Abstract

With numerical continuum models, we investigate the effects of fault geometry, fault friction, material properties and anisotropy on the initiation and reactivation of faults in the hanging wall of a thrust-fault ramp. The models use an elastic–plastic, frictional, dilatant, cohesion-softening material, in which deformation may localize as shear bands. With a sharp lower fault bend, backthrust shear bands propagate up from the concentration of differential stress at the fault bend. With a rounded lower fault bend, bedding-parallel shear bands develop above the fault bend in the center of the layer, where differential stress is highest.

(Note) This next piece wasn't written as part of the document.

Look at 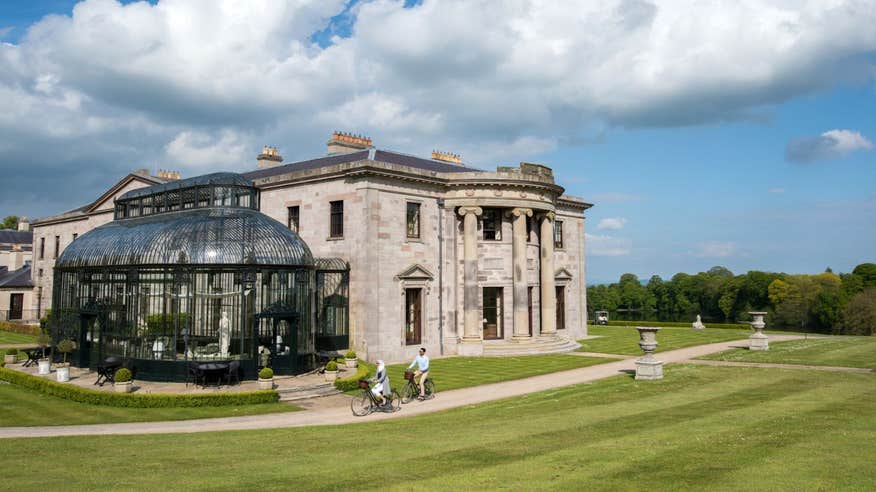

Friction on the ramp enhances the development of backthrusts, and causes them to initiate at shallower dips. Increased overburden decreases the amount of localization within shear bands and the spacing between them. Shear bands that develop at the lower fault bend are weaker than the surrounding material and are thus potential sites of reactivation during subsequent deformation. Because of this potential reactivation, the style of deformation at the upper fault bend depends on the deformation that accumulates at the lower fault bend. At the upper fault bend, backthrusts are reactivated as extension faults, and are crosscut by more steeply dipping extension faults. Bedding-parallel shear bands are reactivated at the upper fault bend with top-to-the-hinterland sense of shear. Low-angle extension faults are listric into the reactivated bedding-parallel shear bands, producing hinterland-verging extensional duplexes above the upper flat.